Role of CXCR3 carboxyl terminus and third intracellular loop in receptor-mediated migration, adhesion and internalization in response to CXCL11

Michal Dagan-Berger, Rotem Feniger-Barish, Shani Avniel, Hanna Wald, Eithan Galun, Valentin Grabovsky, Ronen Alon, Arnon Nagler, Adit Ben-Baruch, and Amnon Peled

From the Institute of Gene Therapy, Hadassah University Hospital, Jerusalem, Israel; Department of Cell Research and Immunology, Tel-Aviv University, Tel-Aviv, Israel; Department of Immunology, the Weizmann Institute of Science, Rehovot, Israel; and the Department of Bone Marrow Transplantation, Chaim Sheba Medical Center, Tel Hashomer, Israel.

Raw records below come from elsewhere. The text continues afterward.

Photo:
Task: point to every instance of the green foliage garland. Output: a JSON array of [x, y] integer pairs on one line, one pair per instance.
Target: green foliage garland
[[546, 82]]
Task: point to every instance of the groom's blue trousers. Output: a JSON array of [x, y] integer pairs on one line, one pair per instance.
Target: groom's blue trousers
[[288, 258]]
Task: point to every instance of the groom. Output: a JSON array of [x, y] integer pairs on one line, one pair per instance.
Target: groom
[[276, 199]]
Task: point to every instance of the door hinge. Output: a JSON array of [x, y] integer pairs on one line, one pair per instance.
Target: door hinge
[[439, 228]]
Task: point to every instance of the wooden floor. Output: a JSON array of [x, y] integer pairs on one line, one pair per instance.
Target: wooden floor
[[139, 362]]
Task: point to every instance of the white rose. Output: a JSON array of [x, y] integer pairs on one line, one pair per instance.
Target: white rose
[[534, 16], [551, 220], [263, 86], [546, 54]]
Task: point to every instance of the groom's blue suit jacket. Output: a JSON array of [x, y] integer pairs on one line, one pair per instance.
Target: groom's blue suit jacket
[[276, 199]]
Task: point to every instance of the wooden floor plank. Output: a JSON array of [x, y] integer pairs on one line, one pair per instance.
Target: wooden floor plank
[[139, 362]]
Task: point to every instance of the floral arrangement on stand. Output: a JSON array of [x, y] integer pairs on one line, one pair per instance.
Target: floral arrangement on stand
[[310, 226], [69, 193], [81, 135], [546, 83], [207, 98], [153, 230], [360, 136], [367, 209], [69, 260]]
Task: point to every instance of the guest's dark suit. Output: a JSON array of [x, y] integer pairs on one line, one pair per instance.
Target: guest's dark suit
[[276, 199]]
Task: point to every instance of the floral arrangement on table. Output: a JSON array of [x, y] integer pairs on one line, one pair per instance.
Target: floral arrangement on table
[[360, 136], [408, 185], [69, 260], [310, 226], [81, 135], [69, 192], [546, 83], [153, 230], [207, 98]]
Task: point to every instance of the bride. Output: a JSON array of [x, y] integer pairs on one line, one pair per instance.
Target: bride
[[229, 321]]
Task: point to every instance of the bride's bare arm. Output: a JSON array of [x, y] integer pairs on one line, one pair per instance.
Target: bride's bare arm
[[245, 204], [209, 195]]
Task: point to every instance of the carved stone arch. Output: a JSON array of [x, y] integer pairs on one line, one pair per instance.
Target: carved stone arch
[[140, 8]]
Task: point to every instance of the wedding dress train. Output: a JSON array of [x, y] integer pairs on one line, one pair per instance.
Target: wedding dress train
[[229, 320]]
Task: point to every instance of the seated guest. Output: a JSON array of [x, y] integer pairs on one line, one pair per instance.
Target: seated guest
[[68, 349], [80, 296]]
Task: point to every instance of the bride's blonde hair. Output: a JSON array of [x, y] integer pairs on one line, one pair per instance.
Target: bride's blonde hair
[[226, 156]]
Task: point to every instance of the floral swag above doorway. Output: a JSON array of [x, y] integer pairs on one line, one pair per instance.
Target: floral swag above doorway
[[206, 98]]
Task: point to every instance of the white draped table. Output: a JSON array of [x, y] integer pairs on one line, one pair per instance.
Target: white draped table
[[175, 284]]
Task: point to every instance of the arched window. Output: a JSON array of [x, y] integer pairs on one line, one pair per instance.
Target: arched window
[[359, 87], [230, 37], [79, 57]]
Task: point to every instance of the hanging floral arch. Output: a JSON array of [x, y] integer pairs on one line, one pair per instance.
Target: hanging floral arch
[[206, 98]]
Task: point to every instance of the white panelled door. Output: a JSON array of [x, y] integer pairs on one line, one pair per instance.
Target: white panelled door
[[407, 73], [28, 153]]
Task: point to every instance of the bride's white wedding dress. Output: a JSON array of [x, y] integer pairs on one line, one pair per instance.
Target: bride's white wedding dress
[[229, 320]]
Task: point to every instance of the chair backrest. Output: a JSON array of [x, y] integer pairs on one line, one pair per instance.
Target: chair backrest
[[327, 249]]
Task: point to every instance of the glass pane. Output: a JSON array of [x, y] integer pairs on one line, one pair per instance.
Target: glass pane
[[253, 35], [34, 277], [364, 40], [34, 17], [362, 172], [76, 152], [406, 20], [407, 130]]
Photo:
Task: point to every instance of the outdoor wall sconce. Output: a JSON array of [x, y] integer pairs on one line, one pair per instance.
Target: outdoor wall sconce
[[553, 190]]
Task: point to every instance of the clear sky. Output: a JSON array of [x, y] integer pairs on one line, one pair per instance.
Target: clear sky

The chemokine receptor CXCR3 is predominantly expressed on activated T and natural killer (NK) cells. CXCR3 and its ligands, CXCL11, CXCL10, and CXCL9, play a major role in T-helper 1 (Th1)–dependent inflammatory responses. CXCL11 is the most dominant physiological inducer of adhesion, migration, and internalization of CXCR3. To study the role of CXCR3 carboxyl-terminus and the third intracellular (3i) loop in chemokine-mediated migration, adhesion, and CXCR3 internalization, we generated CXCR3 receptors mutated in their distal (Ser-Thr domain) or proximal (trileucine domain) membrane carboxyl terminus, and/or the third intracellular loop. We found that migration of CXCR3-expressing HEK 293 cells toward CXCL11 was pertussis toxin–dependent and required the membrane proximal carboxyl terminus of CXCR3. Internalization induced by CXCL11 and protein kinase C (PKC) activation was also regulated by the membrane proximal carboxyl terminus; however, only CXCL11-induced internalization required the LLL motif of this region. Internalization and Ca2+ flux induced by CXCL11 were independent of the 3i loop S245, whereas migration at high CXCL11 concentrations, integrin-dependent adhesion, and actin polymerization were S245 dependent. Our findings indicate that CXCL11-dependent CXCR3 internalization and cell migration are regulated by the CXCR3 membrane proximal carboxyl terminus, whereas adhesion is regulated by the 3i loop S245. Thus, distinct conformational changes induced by a given CXCR3 ligand trigger different downstream effectors of adhesion, motility, and CXCR3 desensitization.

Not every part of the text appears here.